A parallel I like to make is around exercise.

I love high-intensity exercise. It’s the only thing that makes my brain turn off.

But, it’s hard.

The only way I can do it is to build in rest days. I go to yoga. Or I take a walk. I’ve even thought about Zumba (don’t laugh.) If I push myself too much, I burn out, get sick and have zero energy.

Now, think of this in terms of your content marketing campaign.

Constantly writing (and researching, and promoting) detailed long-form posts is hard.

Publishing daily (or even weekly) for some companies may be the equivalent of engaging in high-intensity exercise without a break.

Balancing search and social without a sustainable plan can cause burnout — fast.

The result? The post quality goes down. The writers (you!) burn out. Sales go down.

You’re pushing so hard towards your goal, you don’t realize you don’t have to push so darn hard all the time.

That’s where finding easy ideas come in. You don’t have to reinvent the content wheel all the time. Nor, do you have to publish 100 percent, brand-new content.

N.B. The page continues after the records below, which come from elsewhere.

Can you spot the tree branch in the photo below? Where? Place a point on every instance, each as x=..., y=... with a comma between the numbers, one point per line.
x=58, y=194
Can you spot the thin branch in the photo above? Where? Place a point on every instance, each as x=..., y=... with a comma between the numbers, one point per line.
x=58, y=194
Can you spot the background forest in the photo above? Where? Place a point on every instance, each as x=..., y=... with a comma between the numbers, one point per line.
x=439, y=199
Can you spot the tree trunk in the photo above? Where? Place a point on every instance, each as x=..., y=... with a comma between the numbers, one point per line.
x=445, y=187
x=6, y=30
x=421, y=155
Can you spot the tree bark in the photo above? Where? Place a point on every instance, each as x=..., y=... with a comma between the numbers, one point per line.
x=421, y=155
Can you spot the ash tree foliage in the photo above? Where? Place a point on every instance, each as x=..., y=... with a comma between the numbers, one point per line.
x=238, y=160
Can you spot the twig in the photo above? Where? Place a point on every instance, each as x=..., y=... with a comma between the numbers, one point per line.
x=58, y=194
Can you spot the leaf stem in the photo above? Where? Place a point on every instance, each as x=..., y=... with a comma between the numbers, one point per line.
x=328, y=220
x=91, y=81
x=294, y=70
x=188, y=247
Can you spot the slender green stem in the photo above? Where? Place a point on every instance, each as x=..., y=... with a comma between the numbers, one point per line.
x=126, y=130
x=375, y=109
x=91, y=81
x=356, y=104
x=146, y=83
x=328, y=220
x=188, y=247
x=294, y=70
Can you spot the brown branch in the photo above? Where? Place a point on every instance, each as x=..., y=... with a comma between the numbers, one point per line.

Repurposing is OK. Finding the workarounds is OK. Developing an easy content marketing schedule (as opposed to doing a bunch of things you feel you “should” do for SEO) is OK.

Ready to make your SEO copywriting life a little easier?

Here are some ideas:

  • Repurpose old blog posts and turn them into an email series.
  • Re-optimize old blog posts that have so-so positions.
  • Send social traffic to old posts (hey, those old posts need love too.)
  • Build links to your existing content assets.
  • If a task has been challenging in the past (say, getting subject matter experts to blog,) work around it (for example, interview the experts instead and post the transcripts.)
  • Slice your publication schedule (it’s OK. Really!) Steve Rayson just wrote a great post about why this works.
  • Update an old blog post.
  • Instead of focusing on writing long-form posts every week, consider publishing shorter posts more often.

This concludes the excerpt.